Um zu verhindern, dass ihre Lieferkette unterbrochen wird, weil der Partner ausfällt, oder das Image des eigenen Unternehmens Schaden nimmt, weil der Zulieferer ethische oder ökologische Standards verletzt, analysieren Beschaffungsmanager die Leistungsfähigkeit und Zuverlässigkeit eines Partners genau.
Dabei achten sie auf dessen Eigenkapital und Ertragslage genauso wie auf seine Qualitäts- und Liefertreue und die Zulieferer, auf die der Partner selbst angewiesen ist. Weitsichtige Beschaffer schauen voraus und sichern sich auch gegen Risiken für ihre Lieferkette ab, denen sie ausgesetzt sein könnten. Denn Lieferanten können schnell aufgrund von Naturkatastrophen, Streiks, Bränden, Explosionen oder sozialen und politischen Unruhen ausfallen. Auch gegen Preis- und Währungsschwankungen bei Rohstoffen ergreifen sie Vorsichtsmaßnahmen.
6. IT-Kompentenz
Neben Weitsicht und einem Bewusstsein dafür, vor welchen Risiken sie ihr Unternehmen schützen müssen, brauchen Sourcingverantwortliche ein hohes Maß an IT-Kompetenz. Diese Fähigkeit wird immer wichtiger. Denn mit moderner Informationstechnologie behalten sie Waren- und Materialflüsse ständig im Blick und können frühzeitig auf mögliche Krisensituationen reagieren.
Aber nicht nur das. Im Zuge der Digitalisierung müssen auch Einkaufsabteilungen digitale Fähigkeiten entwickeln. Das beginnt bei der Nutzung digitaler Technologien, Systeme oder Tools - wie der E-Rechnung oder Robotic Process Automation (RPA) - bis hin zur Entwicklung neuer digitaler Geschäftsmodelle. Vor allem mittelständische Einkaufsabteilungen fokussieren sich sehr auf die Prozessoptimierung in ihrem Bereich, weiß Björn Schäfer, CPO beim mittelständischen Produzenten für Laborgeräte und Laborbedarf, Brand.
7. Organisationstalent
Gute Einkäufer sind auch gut organisiert. Denn mit dem Vertragsabschluss mit ihren Lieferanten ist ihre Arbeit längst nicht erledigt. Sie müssen laufend darüber informiert zu sein, wann Lieferverträge nachverhandelt, verlängert oder neu abgeschlossen werden müssen. Zudem dokumentieren sie die Laufzeiten ihrer Verträge ebenso lückenlos wie die darin enthaltenen wichtigsten Angaben zu Abnahmemengen, Rabatten, Garantien oder Vertragsstrafen.

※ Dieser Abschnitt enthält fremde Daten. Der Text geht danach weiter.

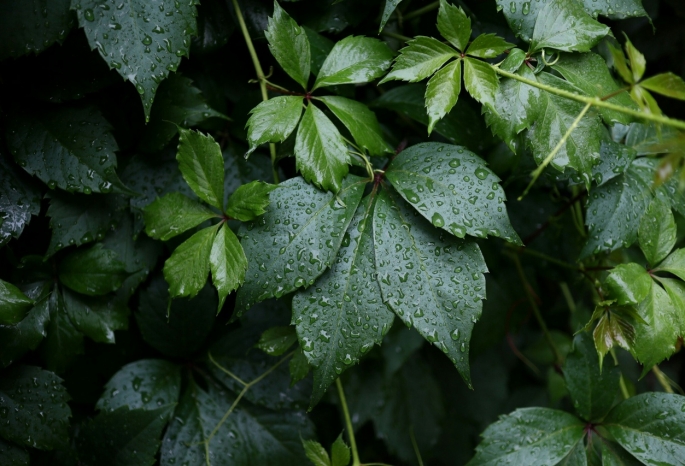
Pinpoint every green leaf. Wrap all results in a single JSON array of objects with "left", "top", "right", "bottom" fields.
[
  {"left": 62, "top": 289, "right": 130, "bottom": 343},
  {"left": 318, "top": 95, "right": 393, "bottom": 155},
  {"left": 638, "top": 199, "right": 676, "bottom": 266},
  {"left": 0, "top": 365, "right": 71, "bottom": 450},
  {"left": 6, "top": 106, "right": 128, "bottom": 194},
  {"left": 373, "top": 190, "right": 487, "bottom": 386},
  {"left": 426, "top": 60, "right": 461, "bottom": 135},
  {"left": 143, "top": 192, "right": 217, "bottom": 241},
  {"left": 464, "top": 34, "right": 514, "bottom": 58},
  {"left": 385, "top": 142, "right": 520, "bottom": 244},
  {"left": 580, "top": 162, "right": 652, "bottom": 258},
  {"left": 468, "top": 408, "right": 584, "bottom": 466},
  {"left": 564, "top": 332, "right": 621, "bottom": 421},
  {"left": 226, "top": 181, "right": 278, "bottom": 222},
  {"left": 95, "top": 359, "right": 181, "bottom": 412},
  {"left": 552, "top": 53, "right": 637, "bottom": 125},
  {"left": 312, "top": 36, "right": 394, "bottom": 90},
  {"left": 176, "top": 128, "right": 224, "bottom": 210},
  {"left": 76, "top": 406, "right": 172, "bottom": 466},
  {"left": 256, "top": 325, "right": 297, "bottom": 356},
  {"left": 135, "top": 274, "right": 217, "bottom": 358},
  {"left": 0, "top": 0, "right": 75, "bottom": 60},
  {"left": 531, "top": 0, "right": 610, "bottom": 52},
  {"left": 209, "top": 223, "right": 247, "bottom": 312},
  {"left": 295, "top": 103, "right": 350, "bottom": 193},
  {"left": 264, "top": 1, "right": 311, "bottom": 90},
  {"left": 438, "top": 0, "right": 471, "bottom": 52},
  {"left": 603, "top": 393, "right": 685, "bottom": 465},
  {"left": 302, "top": 440, "right": 331, "bottom": 466},
  {"left": 292, "top": 194, "right": 394, "bottom": 407},
  {"left": 164, "top": 223, "right": 221, "bottom": 298},
  {"left": 139, "top": 73, "right": 228, "bottom": 152},
  {"left": 640, "top": 72, "right": 685, "bottom": 100},
  {"left": 379, "top": 36, "right": 459, "bottom": 84},
  {"left": 247, "top": 95, "right": 303, "bottom": 154},
  {"left": 71, "top": 0, "right": 199, "bottom": 121},
  {"left": 0, "top": 280, "right": 34, "bottom": 325},
  {"left": 528, "top": 73, "right": 604, "bottom": 186},
  {"left": 464, "top": 57, "right": 499, "bottom": 107},
  {"left": 236, "top": 176, "right": 365, "bottom": 312},
  {"left": 604, "top": 263, "right": 652, "bottom": 306},
  {"left": 59, "top": 243, "right": 126, "bottom": 296}
]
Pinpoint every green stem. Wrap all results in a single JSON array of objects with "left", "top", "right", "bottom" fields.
[
  {"left": 490, "top": 65, "right": 685, "bottom": 130},
  {"left": 335, "top": 377, "right": 361, "bottom": 466},
  {"left": 233, "top": 0, "right": 278, "bottom": 184}
]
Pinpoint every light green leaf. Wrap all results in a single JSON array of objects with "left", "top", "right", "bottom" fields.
[
  {"left": 295, "top": 103, "right": 350, "bottom": 193},
  {"left": 467, "top": 408, "right": 584, "bottom": 466},
  {"left": 164, "top": 224, "right": 221, "bottom": 298},
  {"left": 292, "top": 193, "right": 394, "bottom": 407},
  {"left": 264, "top": 1, "right": 311, "bottom": 90},
  {"left": 438, "top": 0, "right": 471, "bottom": 52},
  {"left": 318, "top": 95, "right": 393, "bottom": 155},
  {"left": 373, "top": 190, "right": 487, "bottom": 386},
  {"left": 426, "top": 59, "right": 461, "bottom": 135},
  {"left": 176, "top": 128, "right": 224, "bottom": 210},
  {"left": 71, "top": 0, "right": 199, "bottom": 121},
  {"left": 385, "top": 142, "right": 520, "bottom": 244},
  {"left": 464, "top": 34, "right": 514, "bottom": 58},
  {"left": 312, "top": 36, "right": 393, "bottom": 90},
  {"left": 379, "top": 36, "right": 458, "bottom": 84},
  {"left": 209, "top": 223, "right": 247, "bottom": 312},
  {"left": 236, "top": 175, "right": 365, "bottom": 313},
  {"left": 531, "top": 0, "right": 611, "bottom": 52},
  {"left": 143, "top": 192, "right": 218, "bottom": 241}
]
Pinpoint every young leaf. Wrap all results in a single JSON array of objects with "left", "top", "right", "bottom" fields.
[
  {"left": 319, "top": 95, "right": 393, "bottom": 155},
  {"left": 59, "top": 243, "right": 126, "bottom": 296},
  {"left": 264, "top": 1, "right": 311, "bottom": 90},
  {"left": 0, "top": 280, "right": 34, "bottom": 325},
  {"left": 176, "top": 128, "right": 224, "bottom": 210},
  {"left": 143, "top": 192, "right": 217, "bottom": 241},
  {"left": 603, "top": 393, "right": 685, "bottom": 464},
  {"left": 312, "top": 36, "right": 393, "bottom": 90},
  {"left": 426, "top": 60, "right": 461, "bottom": 135},
  {"left": 292, "top": 194, "right": 394, "bottom": 406},
  {"left": 247, "top": 95, "right": 302, "bottom": 155},
  {"left": 295, "top": 103, "right": 349, "bottom": 193},
  {"left": 637, "top": 198, "right": 676, "bottom": 266},
  {"left": 71, "top": 0, "right": 199, "bottom": 121},
  {"left": 0, "top": 365, "right": 71, "bottom": 450},
  {"left": 226, "top": 181, "right": 278, "bottom": 222},
  {"left": 468, "top": 408, "right": 584, "bottom": 466},
  {"left": 385, "top": 142, "right": 521, "bottom": 244},
  {"left": 236, "top": 176, "right": 365, "bottom": 313},
  {"left": 379, "top": 36, "right": 458, "bottom": 84},
  {"left": 531, "top": 0, "right": 611, "bottom": 52},
  {"left": 95, "top": 359, "right": 181, "bottom": 412},
  {"left": 438, "top": 0, "right": 471, "bottom": 52},
  {"left": 164, "top": 223, "right": 221, "bottom": 298},
  {"left": 373, "top": 190, "right": 487, "bottom": 385}
]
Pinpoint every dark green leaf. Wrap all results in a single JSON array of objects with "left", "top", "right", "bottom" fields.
[
  {"left": 373, "top": 190, "right": 487, "bottom": 385},
  {"left": 95, "top": 359, "right": 181, "bottom": 411},
  {"left": 7, "top": 107, "right": 127, "bottom": 194},
  {"left": 312, "top": 36, "right": 393, "bottom": 90},
  {"left": 0, "top": 365, "right": 71, "bottom": 450},
  {"left": 293, "top": 193, "right": 394, "bottom": 406},
  {"left": 386, "top": 143, "right": 520, "bottom": 244},
  {"left": 71, "top": 0, "right": 199, "bottom": 121},
  {"left": 264, "top": 1, "right": 311, "bottom": 90},
  {"left": 236, "top": 176, "right": 365, "bottom": 312}
]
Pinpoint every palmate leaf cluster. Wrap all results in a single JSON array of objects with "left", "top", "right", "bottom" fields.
[{"left": 0, "top": 0, "right": 685, "bottom": 466}]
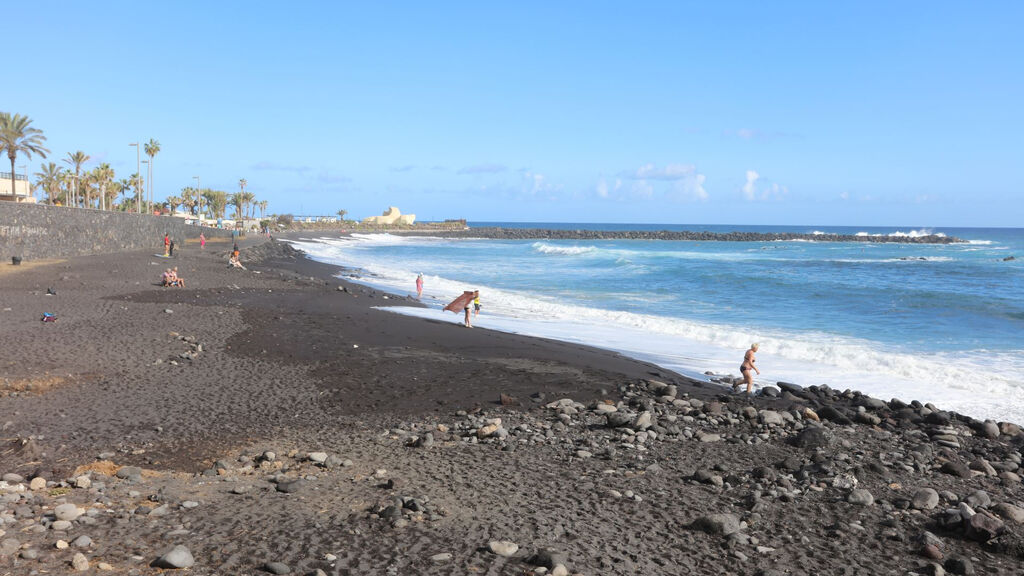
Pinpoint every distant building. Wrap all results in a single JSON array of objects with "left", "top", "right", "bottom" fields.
[
  {"left": 0, "top": 172, "right": 36, "bottom": 204},
  {"left": 362, "top": 206, "right": 416, "bottom": 225}
]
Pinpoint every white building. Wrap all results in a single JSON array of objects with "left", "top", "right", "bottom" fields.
[{"left": 0, "top": 172, "right": 36, "bottom": 204}]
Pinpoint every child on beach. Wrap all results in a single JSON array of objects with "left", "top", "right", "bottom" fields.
[
  {"left": 170, "top": 266, "right": 185, "bottom": 288},
  {"left": 227, "top": 248, "right": 246, "bottom": 270},
  {"left": 444, "top": 290, "right": 480, "bottom": 328}
]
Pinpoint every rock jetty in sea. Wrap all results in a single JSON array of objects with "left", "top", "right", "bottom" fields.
[{"left": 385, "top": 227, "right": 966, "bottom": 244}]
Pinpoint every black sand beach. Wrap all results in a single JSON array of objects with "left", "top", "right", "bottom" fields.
[{"left": 0, "top": 235, "right": 1024, "bottom": 575}]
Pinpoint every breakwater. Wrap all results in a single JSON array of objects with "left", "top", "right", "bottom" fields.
[
  {"left": 0, "top": 202, "right": 231, "bottom": 261},
  {"left": 389, "top": 227, "right": 966, "bottom": 244}
]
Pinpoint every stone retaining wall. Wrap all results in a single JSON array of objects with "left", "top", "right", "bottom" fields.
[{"left": 0, "top": 202, "right": 231, "bottom": 258}]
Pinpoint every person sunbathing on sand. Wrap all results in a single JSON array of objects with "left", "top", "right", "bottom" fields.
[
  {"left": 171, "top": 266, "right": 185, "bottom": 288},
  {"left": 227, "top": 250, "right": 246, "bottom": 270}
]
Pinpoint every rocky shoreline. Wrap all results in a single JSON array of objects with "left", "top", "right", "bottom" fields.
[
  {"left": 387, "top": 227, "right": 967, "bottom": 244},
  {"left": 0, "top": 238, "right": 1024, "bottom": 576}
]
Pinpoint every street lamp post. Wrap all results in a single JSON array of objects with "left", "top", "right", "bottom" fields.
[
  {"left": 142, "top": 160, "right": 153, "bottom": 214},
  {"left": 193, "top": 176, "right": 203, "bottom": 225},
  {"left": 16, "top": 164, "right": 26, "bottom": 197},
  {"left": 128, "top": 142, "right": 142, "bottom": 214}
]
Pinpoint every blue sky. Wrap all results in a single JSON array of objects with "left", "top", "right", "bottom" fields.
[{"left": 9, "top": 1, "right": 1024, "bottom": 227}]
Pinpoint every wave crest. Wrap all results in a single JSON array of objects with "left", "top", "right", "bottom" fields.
[{"left": 531, "top": 242, "right": 597, "bottom": 256}]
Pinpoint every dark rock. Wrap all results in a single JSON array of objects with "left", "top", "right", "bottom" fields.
[
  {"left": 817, "top": 406, "right": 853, "bottom": 425},
  {"left": 276, "top": 478, "right": 306, "bottom": 494},
  {"left": 964, "top": 512, "right": 1005, "bottom": 542},
  {"left": 690, "top": 513, "right": 739, "bottom": 536},
  {"left": 529, "top": 548, "right": 569, "bottom": 570},
  {"left": 939, "top": 461, "right": 971, "bottom": 478},
  {"left": 605, "top": 411, "right": 633, "bottom": 428},
  {"left": 942, "top": 556, "right": 974, "bottom": 576},
  {"left": 263, "top": 562, "right": 292, "bottom": 574},
  {"left": 793, "top": 426, "right": 831, "bottom": 448},
  {"left": 152, "top": 545, "right": 196, "bottom": 570}
]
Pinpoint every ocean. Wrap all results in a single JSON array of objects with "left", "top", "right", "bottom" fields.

Das Niveau ihrer Organisation zeigt sich daran, dass andere Kollegen während einer Krankheits- oder Urlaubsvertretung ohne Informationsdefizite mit gelisteten Lieferanten zusammenarbeiten können. Sourcingverantwortliche organisieren und bündeln außerdem die Bedarfe und Anschaffungspläne unterschiedlicher Unternehmensbereiche und Tochtergesellschaften, um durch größere Abnahmemengen günstigere Konditionen aushandeln zu können.
Ein Großteil der Organisationsstärke fließt also in das Management der Lieferkette, das heißt in die Betreuung der Schnittstellen. Denn vor allem in so dynamischen und disruptiven Zeiten, ist das Verhältnis von allen Beteiligten aus der Supply Chain wichtig und muss stimmen.